Gun violence is a bi-partisan issue, but last week, once again GOP legislators halted two popular common-sense gun control bills which have broad bi-partisan support. Here are the specifics: HF 1605 was introduced by Dave Pinto 2/23/17. This bill would allow law enforcement and family members to petition a court to prohibit people from possessing firearms if they pose a significant danger to themselves or others. This is something that many police officers support. HF 1669 was introduced by Dave Pinto on 2/23/17. It requires a criminal background check when transferring a firearm to someone (such as selling to a friend). This also has bi-partisan support. Because the GOP has control of what bills are heard, the bills did not get any sort of audience until March 1, 2018, when a little-known procedural rule was used to get them heard in committee. But instead of putting the bills to a vote, committee chair and GOP rep Mark Uglem (representing district 36A) made a motion to table the bills instead of discuss or vote. This was voted on along party lines with the motion carrying, but it should be noted that GOP Representative Keith Franke (54A) broke with party lines and voted against tabling one of the bills (the background checks). Thank you Mr. Franke. Reps who voted to table were Brian Johnson, Kathy Lohmer, Matt Grossell, Jeff Howe, Eric Lucero, Jim Newberger, Marion O’Neill, and Nick Zerwas.
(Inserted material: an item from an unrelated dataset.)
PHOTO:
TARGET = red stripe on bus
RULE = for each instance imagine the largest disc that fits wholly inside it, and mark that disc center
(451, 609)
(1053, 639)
Then, on 3/20/18, Mr. Pinto attempted to make a motion to bring the bills back to committee for discussion, basically to “un-table” the bills, but the GOP reps again (with the exception again of Mr. Franke for one bill) voted to keep them tabled. We need better report cards on exactly what these representatives are doing, we need to return to a focus on policy, and we need more awareness of what is going on at the capital. I urge all Minnesotans to consider this information carefully and to get in touch with their Republican representatives if they are unhappy with this action. It is my hope that we can become an example of a state that works together on issues, for the goals and concerns that we share. This would be a wonderful opportunity to do so.